LGBT の性の少数者である人たちを批判したら変なことになる。変なことになるので、(批判をしないほうが)よいのはたしかだ。しかし、性の少数者の人たちばかりになったら国がつぶれてしまう。与党である自由民主党の議員は、集会でそう言ったと報じられている。
東京都の世田谷区は、同性婚の婚姻を認めたが、これを先進区と自慢するのはよくわからない考えだ、と自民党の議員は語っている。
自民党の議員は、少子化のことについてを話したさいに、性の少数者のことについてを触れたようだ。少子化の話をするさいに、性の少数者のことを持ち出すのは、話がすり替わっているのではないだろうか。

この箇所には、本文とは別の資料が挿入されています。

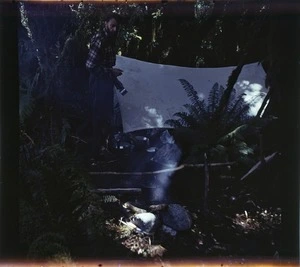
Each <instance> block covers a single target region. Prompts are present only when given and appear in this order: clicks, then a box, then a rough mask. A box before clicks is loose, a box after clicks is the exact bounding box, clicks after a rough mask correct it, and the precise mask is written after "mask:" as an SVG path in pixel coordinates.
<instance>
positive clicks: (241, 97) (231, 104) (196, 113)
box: [165, 79, 253, 161]
mask: <svg viewBox="0 0 300 267" xmlns="http://www.w3.org/2000/svg"><path fill="white" fill-rule="evenodd" d="M179 81H180V83H181V84H182V86H183V88H184V90H185V91H186V93H187V96H188V97H189V99H190V102H191V103H189V104H185V105H184V108H185V109H186V111H181V112H177V113H175V114H174V117H177V118H174V119H170V120H167V121H166V122H165V123H166V124H168V125H170V126H172V127H174V128H175V130H176V128H177V129H178V128H188V129H192V130H193V131H194V132H195V133H197V136H198V137H197V140H195V142H194V145H193V147H192V149H191V158H193V160H198V161H199V159H202V157H203V156H202V154H204V153H208V155H209V156H210V159H211V160H212V159H214V160H223V161H224V160H225V161H228V160H232V159H237V160H241V161H242V160H243V159H245V158H249V156H251V155H252V154H253V149H252V148H250V147H249V146H248V145H247V143H246V142H245V140H244V137H243V133H244V131H245V130H246V129H247V126H246V123H248V122H249V121H250V117H249V115H248V111H249V108H250V104H248V103H246V102H244V100H243V95H239V96H236V91H235V90H234V89H233V90H232V91H231V94H230V96H229V98H228V101H224V95H225V94H228V91H226V90H225V89H224V87H223V86H221V85H219V84H218V83H215V84H214V85H213V87H212V88H211V90H210V93H209V96H208V99H207V102H206V101H205V100H204V99H201V98H200V97H199V96H198V93H197V91H196V90H195V89H194V87H193V86H192V85H191V84H190V83H189V82H188V81H186V80H184V79H180V80H179ZM220 110H222V112H220Z"/></svg>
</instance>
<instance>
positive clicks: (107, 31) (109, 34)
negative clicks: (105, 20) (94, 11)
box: [105, 18, 118, 36]
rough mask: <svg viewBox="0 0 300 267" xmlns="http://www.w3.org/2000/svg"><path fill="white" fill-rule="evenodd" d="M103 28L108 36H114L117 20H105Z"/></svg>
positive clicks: (117, 27) (115, 28)
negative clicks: (104, 25) (103, 28)
mask: <svg viewBox="0 0 300 267" xmlns="http://www.w3.org/2000/svg"><path fill="white" fill-rule="evenodd" d="M105 29H106V31H107V33H108V34H109V35H110V36H115V35H116V34H117V30H118V22H117V21H116V20H115V19H114V18H112V19H110V20H109V21H106V22H105Z"/></svg>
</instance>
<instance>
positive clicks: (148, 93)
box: [116, 56, 267, 132]
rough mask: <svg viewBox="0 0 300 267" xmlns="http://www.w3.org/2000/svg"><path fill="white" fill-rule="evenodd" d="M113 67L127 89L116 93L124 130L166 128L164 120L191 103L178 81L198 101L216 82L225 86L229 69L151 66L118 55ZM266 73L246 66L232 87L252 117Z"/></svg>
mask: <svg viewBox="0 0 300 267" xmlns="http://www.w3.org/2000/svg"><path fill="white" fill-rule="evenodd" d="M116 67H118V68H120V69H122V70H124V73H123V75H122V76H120V81H121V82H122V83H123V85H124V87H125V88H126V89H127V90H128V93H127V94H126V95H125V96H122V95H121V94H119V93H117V96H118V101H119V104H120V110H121V114H122V121H123V131H124V132H131V131H135V130H140V129H147V128H160V127H166V126H167V125H165V121H166V120H168V119H171V118H172V117H173V115H174V113H176V112H178V111H183V110H184V107H183V105H184V104H187V103H190V100H189V98H188V96H187V94H186V92H185V90H184V89H183V87H182V85H181V83H180V82H179V79H185V80H187V81H188V82H189V83H191V84H192V85H193V87H194V88H195V89H196V90H197V92H198V94H199V96H200V97H201V98H204V99H205V98H207V96H208V94H209V91H210V89H211V88H212V87H213V85H214V84H215V83H216V82H218V83H219V85H223V86H224V87H226V83H227V80H228V77H229V76H230V74H231V72H232V70H233V69H234V68H235V67H234V66H232V67H222V68H187V67H178V66H171V65H162V64H154V63H149V62H144V61H140V60H136V59H132V58H127V57H122V56H117V64H116ZM264 84H265V72H264V70H263V68H262V66H261V65H260V64H258V63H252V64H248V65H245V66H244V67H243V70H242V72H241V74H240V75H239V78H238V80H237V82H236V84H235V86H234V88H235V89H236V91H237V94H240V93H245V97H244V100H245V101H246V102H253V101H254V102H253V104H252V106H251V109H250V113H251V114H252V115H255V114H256V113H257V111H258V109H259V107H260V105H261V103H262V101H263V98H264V97H265V95H266V92H267V89H266V88H265V86H264Z"/></svg>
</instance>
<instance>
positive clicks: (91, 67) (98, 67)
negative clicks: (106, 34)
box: [85, 34, 113, 77]
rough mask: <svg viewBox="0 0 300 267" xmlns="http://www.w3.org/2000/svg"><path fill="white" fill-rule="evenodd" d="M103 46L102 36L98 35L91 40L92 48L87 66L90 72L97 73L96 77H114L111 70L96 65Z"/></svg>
mask: <svg viewBox="0 0 300 267" xmlns="http://www.w3.org/2000/svg"><path fill="white" fill-rule="evenodd" d="M101 45H102V42H101V38H100V35H99V34H97V35H95V36H94V37H93V38H92V40H91V48H90V51H89V54H88V58H87V61H86V64H85V66H86V68H87V69H88V70H89V71H91V72H93V73H95V74H96V75H99V76H101V75H107V76H109V77H112V76H113V73H112V71H111V69H110V68H107V67H104V66H101V65H97V64H96V63H97V57H98V53H99V50H100V49H101Z"/></svg>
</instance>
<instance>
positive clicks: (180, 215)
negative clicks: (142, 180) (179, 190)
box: [160, 204, 192, 231]
mask: <svg viewBox="0 0 300 267" xmlns="http://www.w3.org/2000/svg"><path fill="white" fill-rule="evenodd" d="M160 215H161V218H162V223H163V224H165V225H166V226H169V227H171V228H172V229H174V230H175V231H185V230H188V229H190V228H191V226H192V219H191V216H190V214H189V212H188V211H187V210H186V209H185V208H184V207H183V206H181V205H179V204H169V205H168V208H167V209H166V210H163V211H161V213H160Z"/></svg>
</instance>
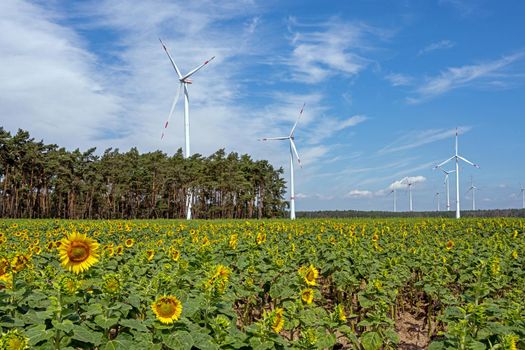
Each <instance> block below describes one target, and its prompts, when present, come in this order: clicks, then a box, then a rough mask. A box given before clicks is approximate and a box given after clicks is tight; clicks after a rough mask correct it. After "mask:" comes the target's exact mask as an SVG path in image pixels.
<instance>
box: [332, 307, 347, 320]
mask: <svg viewBox="0 0 525 350" xmlns="http://www.w3.org/2000/svg"><path fill="white" fill-rule="evenodd" d="M335 314H336V316H337V319H338V320H339V321H341V322H345V321H346V315H345V308H344V306H343V305H341V304H337V306H336V307H335Z"/></svg>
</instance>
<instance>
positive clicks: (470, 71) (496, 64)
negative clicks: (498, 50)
mask: <svg viewBox="0 0 525 350" xmlns="http://www.w3.org/2000/svg"><path fill="white" fill-rule="evenodd" d="M522 57H523V53H516V54H512V55H508V56H504V57H502V58H500V59H498V60H494V61H490V62H485V63H479V64H472V65H465V66H462V67H450V68H447V69H446V70H445V71H443V72H441V73H440V74H439V75H437V76H434V77H430V78H427V79H426V82H425V83H423V84H421V85H419V86H418V87H417V88H416V90H415V93H416V96H415V97H410V98H408V99H407V101H408V102H409V103H419V102H422V101H424V100H426V99H429V98H432V97H435V96H438V95H442V94H444V93H446V92H448V91H450V90H453V89H457V88H460V87H464V86H469V85H471V84H473V83H474V82H477V83H482V82H483V81H484V80H486V79H487V78H490V77H492V76H497V75H499V74H501V72H502V71H503V70H504V69H505V68H507V67H508V66H510V65H511V64H512V63H514V62H516V61H518V60H520V59H521V58H522Z"/></svg>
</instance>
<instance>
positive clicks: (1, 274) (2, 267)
mask: <svg viewBox="0 0 525 350" xmlns="http://www.w3.org/2000/svg"><path fill="white" fill-rule="evenodd" d="M10 266H11V264H10V263H9V260H7V259H6V258H0V277H2V276H3V275H7V274H8V273H9V267H10Z"/></svg>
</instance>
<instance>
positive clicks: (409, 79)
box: [385, 73, 414, 86]
mask: <svg viewBox="0 0 525 350" xmlns="http://www.w3.org/2000/svg"><path fill="white" fill-rule="evenodd" d="M385 79H386V80H388V81H389V82H390V84H392V86H407V85H410V84H412V82H413V80H414V79H413V78H412V77H411V76H409V75H406V74H401V73H390V74H388V75H387V76H385Z"/></svg>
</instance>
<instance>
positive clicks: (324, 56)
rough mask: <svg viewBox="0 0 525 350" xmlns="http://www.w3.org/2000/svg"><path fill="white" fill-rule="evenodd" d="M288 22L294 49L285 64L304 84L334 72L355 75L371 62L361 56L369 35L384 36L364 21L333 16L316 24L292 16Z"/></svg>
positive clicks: (318, 79) (320, 80) (322, 77)
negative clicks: (326, 21) (290, 31)
mask: <svg viewBox="0 0 525 350" xmlns="http://www.w3.org/2000/svg"><path fill="white" fill-rule="evenodd" d="M289 22H290V23H289V30H290V31H291V33H292V38H291V44H292V46H293V51H292V53H291V56H290V57H289V58H288V59H287V60H286V61H285V63H286V64H287V65H289V66H291V68H292V70H293V75H292V78H293V79H294V80H297V81H301V82H306V83H318V82H321V81H323V80H325V79H327V78H330V77H331V76H334V75H335V74H344V75H346V76H348V77H352V76H355V75H356V74H358V73H359V72H361V71H362V70H363V69H365V67H366V66H367V65H368V64H369V63H370V62H371V61H370V60H369V59H367V58H365V57H364V56H363V55H362V52H363V51H366V50H367V49H369V46H370V44H369V41H370V40H371V38H377V37H381V36H383V35H385V34H384V33H381V31H380V30H378V29H376V28H372V27H370V26H367V25H365V24H362V23H345V22H342V21H340V20H338V19H336V18H331V19H330V20H329V21H327V22H324V23H320V24H315V25H304V24H301V23H298V22H297V20H296V19H295V18H290V20H289ZM296 28H298V30H297V29H296ZM312 28H314V30H312Z"/></svg>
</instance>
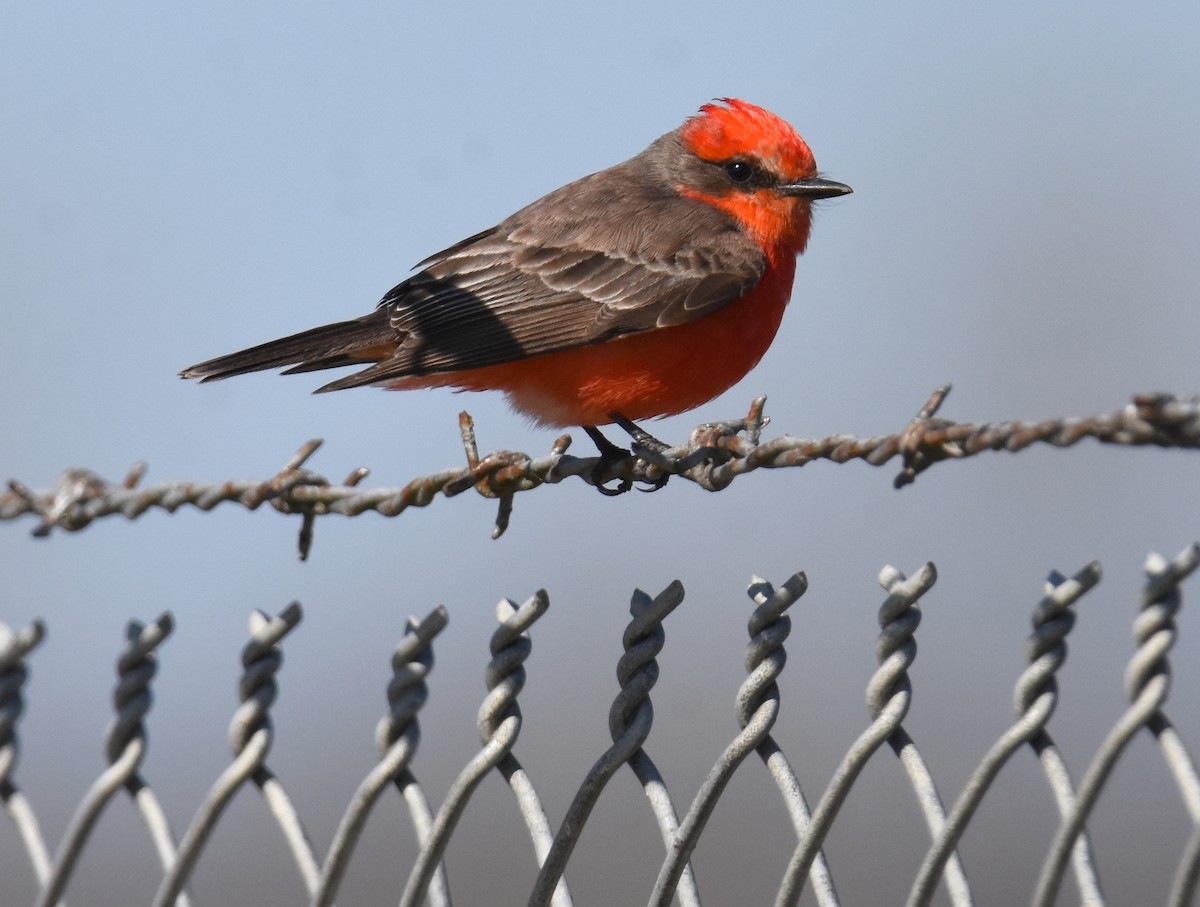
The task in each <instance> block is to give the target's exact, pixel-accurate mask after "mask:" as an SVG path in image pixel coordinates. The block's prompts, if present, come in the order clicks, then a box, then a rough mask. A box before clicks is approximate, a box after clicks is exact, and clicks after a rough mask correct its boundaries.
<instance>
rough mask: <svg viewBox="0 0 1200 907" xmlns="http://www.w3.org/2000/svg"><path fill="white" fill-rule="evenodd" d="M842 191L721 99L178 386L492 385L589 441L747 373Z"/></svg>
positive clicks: (223, 357) (816, 170) (768, 121)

性の少数者のことを持ち出すのであれば、一般として見れば、少数者の権利をとるようにするのは社会の中では重要なことがらだ。社会の中でできるだけ少数者の権利をとれるようにすることが、政治家の努めなのではないだろうか。
性の少数者ばかりになったら国はつぶれると言うが、これはもうひとつよくわからない想定だ。国がつぶれるのだとしたら色々なことによるのであって、それを一つひとつできるかぎり防ぐのが政治家の努めだろう。現実には、権力に近い政治家があまりにも愚かだったりおかしかったりするために、国がつぶれてしまうおそれは決して低くはない。
少子化と国がつぶれるのとはまったく同じわけではない。少子化ではあってもいまのところ国がつぶれてはいないし、国の中で性の少数者ばかりになっているのではないのがある。性の少数者は多数派ではなくてあくまで少数者にとどまっている。多数者も生きやすくて、少数者も同じように生きやすいようになってほしいものだ。
少子化の現象を何とかしたいのであれば、そこに性の少数者のことをからめるのは適したことだとは言いがたいものだろう。それらは別々なものであって、それぞれに改めるようにできればよい。少子化にたいして有効な手だてが打ちづらいからといって、ほかのことをとり上げてやり玉にあげるのはごまかしにしかなりそうにない。特効薬や即効薬はあるとは言えず、社会を着実に少しずつよくして行くしかないだろうが、いまの首相や権力に近い政治家にそれをのぞむことはきわめて困難だ。